The GOP: There is no drama for the first place finish like there is in Iowa, but the second through sixth contest has drama because of the 10% threshold. If the polling data is a fair indication, Rubio, Kasich and Cruz will have enough with Jeb:( and Christie will coming up short. But there is the idea of the confidence interval (or as it is known colloquially, the margin of error) and every one of the five guys in this pack has a measurable chance to succeed or fail.
I will admit that I always thought Trump would have faded by now, but he plays the media like a violin and his voters have not been turned off by anything he has said or done so far. Chuck Grassley introduced him to a crowd in Iowa, and though Grassley didn't endorse him, if the old school Republicans will be seen on the same stage with him, it's a sign the establishment is moving forward in its stages of grief. Bob Dole made a statement condemning Ted 'The Snake' Cruz - it looks like the 'nobody likes him' meme isn't an overstatement - and said Trump would be better than Cruz.

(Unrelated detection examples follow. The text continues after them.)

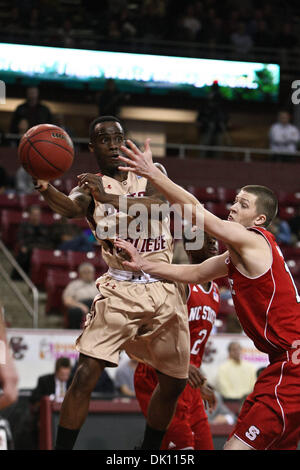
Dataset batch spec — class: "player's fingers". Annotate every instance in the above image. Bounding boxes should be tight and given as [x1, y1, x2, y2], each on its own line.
[144, 137, 151, 152]
[118, 166, 135, 171]
[119, 145, 136, 160]
[126, 139, 142, 155]
[118, 155, 136, 166]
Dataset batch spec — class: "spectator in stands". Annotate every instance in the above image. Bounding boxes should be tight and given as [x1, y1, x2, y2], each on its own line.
[0, 304, 19, 410]
[115, 359, 137, 397]
[11, 205, 51, 280]
[10, 86, 53, 134]
[268, 216, 293, 245]
[216, 341, 256, 400]
[29, 357, 71, 411]
[269, 110, 300, 161]
[230, 22, 253, 55]
[62, 263, 99, 329]
[26, 357, 71, 449]
[288, 206, 300, 241]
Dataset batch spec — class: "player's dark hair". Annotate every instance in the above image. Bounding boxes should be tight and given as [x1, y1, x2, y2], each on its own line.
[242, 184, 278, 227]
[89, 116, 123, 141]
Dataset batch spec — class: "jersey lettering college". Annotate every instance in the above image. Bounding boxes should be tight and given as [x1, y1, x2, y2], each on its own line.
[228, 227, 300, 359]
[87, 173, 173, 270]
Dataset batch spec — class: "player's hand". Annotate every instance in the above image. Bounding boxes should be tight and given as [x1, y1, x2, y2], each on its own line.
[32, 178, 49, 193]
[118, 139, 160, 179]
[188, 364, 206, 388]
[77, 173, 109, 203]
[200, 381, 217, 412]
[114, 238, 144, 271]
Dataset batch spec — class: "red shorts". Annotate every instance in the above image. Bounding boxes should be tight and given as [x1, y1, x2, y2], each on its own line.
[134, 363, 213, 450]
[230, 353, 300, 450]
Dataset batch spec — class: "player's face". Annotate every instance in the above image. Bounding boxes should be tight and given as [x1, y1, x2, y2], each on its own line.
[89, 121, 125, 172]
[187, 233, 219, 264]
[228, 190, 260, 227]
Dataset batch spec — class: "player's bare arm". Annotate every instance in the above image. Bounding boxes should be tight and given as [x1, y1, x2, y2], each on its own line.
[115, 238, 228, 283]
[0, 305, 18, 410]
[77, 168, 165, 210]
[36, 180, 92, 218]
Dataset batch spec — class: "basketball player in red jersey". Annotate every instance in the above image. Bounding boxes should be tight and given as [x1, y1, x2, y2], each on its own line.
[32, 116, 190, 450]
[134, 234, 220, 450]
[117, 139, 300, 450]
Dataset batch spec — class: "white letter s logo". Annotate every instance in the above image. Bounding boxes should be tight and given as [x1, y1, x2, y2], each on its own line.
[245, 426, 260, 441]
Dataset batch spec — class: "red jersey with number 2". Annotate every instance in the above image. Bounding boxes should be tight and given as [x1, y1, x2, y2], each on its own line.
[187, 282, 220, 367]
[228, 227, 300, 360]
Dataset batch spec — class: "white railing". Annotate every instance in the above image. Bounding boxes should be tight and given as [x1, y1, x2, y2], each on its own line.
[5, 134, 300, 163]
[0, 240, 39, 328]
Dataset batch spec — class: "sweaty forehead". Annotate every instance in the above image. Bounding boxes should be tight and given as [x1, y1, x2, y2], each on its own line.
[94, 121, 124, 135]
[236, 190, 256, 204]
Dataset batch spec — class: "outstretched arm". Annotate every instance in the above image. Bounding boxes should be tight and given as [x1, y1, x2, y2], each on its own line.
[0, 306, 18, 410]
[115, 238, 228, 283]
[35, 180, 92, 218]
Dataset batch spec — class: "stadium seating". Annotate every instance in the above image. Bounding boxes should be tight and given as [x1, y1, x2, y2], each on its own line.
[277, 191, 300, 206]
[30, 248, 70, 289]
[0, 193, 21, 211]
[187, 186, 220, 203]
[0, 209, 61, 250]
[45, 269, 78, 315]
[204, 202, 230, 219]
[19, 192, 51, 212]
[217, 187, 237, 204]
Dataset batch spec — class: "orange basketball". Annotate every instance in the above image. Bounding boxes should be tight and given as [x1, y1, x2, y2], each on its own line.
[18, 124, 74, 180]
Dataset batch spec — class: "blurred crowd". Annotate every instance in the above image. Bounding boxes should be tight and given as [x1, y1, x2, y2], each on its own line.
[0, 0, 299, 53]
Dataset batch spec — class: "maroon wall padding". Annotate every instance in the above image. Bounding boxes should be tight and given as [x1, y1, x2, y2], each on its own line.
[0, 147, 300, 191]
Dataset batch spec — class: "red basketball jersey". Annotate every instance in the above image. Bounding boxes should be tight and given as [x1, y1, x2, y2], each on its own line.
[187, 282, 220, 367]
[228, 227, 300, 360]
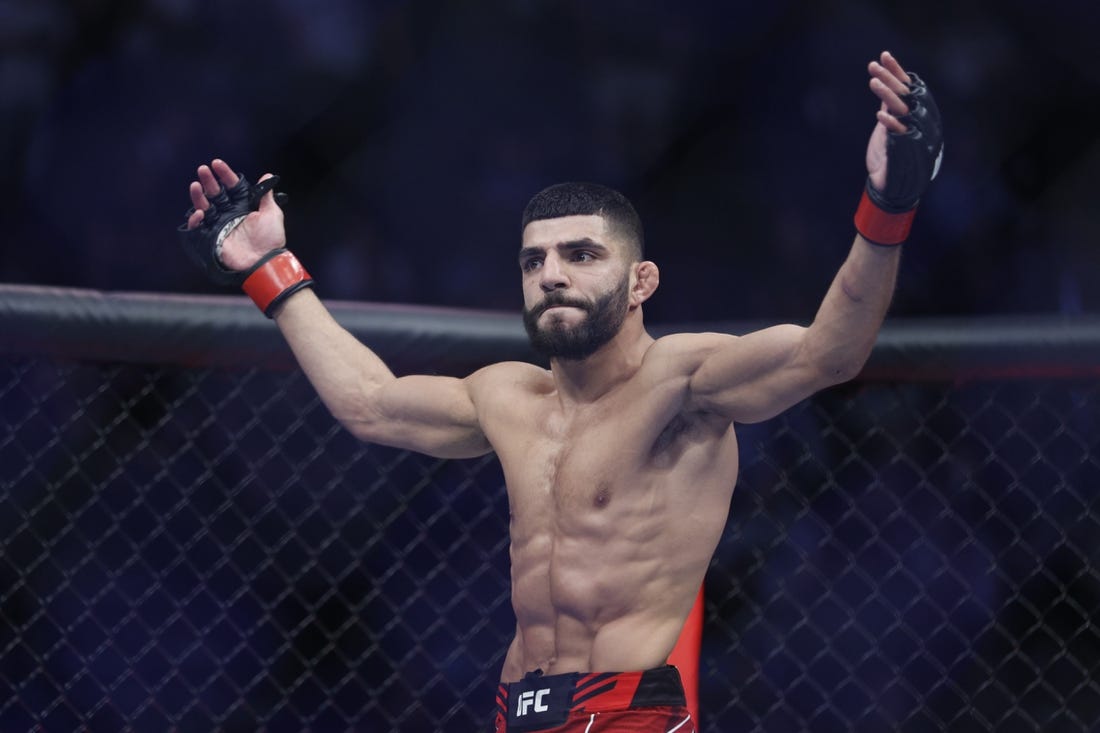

Here's a tiny piece of math the establishment could cling to. In this polling data, the two main outsiders add up to 41.9% and the four establishment Republicans add up to 41.8%. (I'm not counting Fiorina and Carson anymore, as their campaigns show no signs of life.) The thing is no one has really mounted an Anyone But Trump campaign effectively, so even when people drop out - and I expect several people to drop out after Iowa and New Hampshire - even voters whose first choice was someone traditional might switch over to Trump or Cruz, the least palatable candidates in the eyes of the establishment.
To quote Nassim Taleb, a writer I intensely dislike, this does look like a Black Swan event.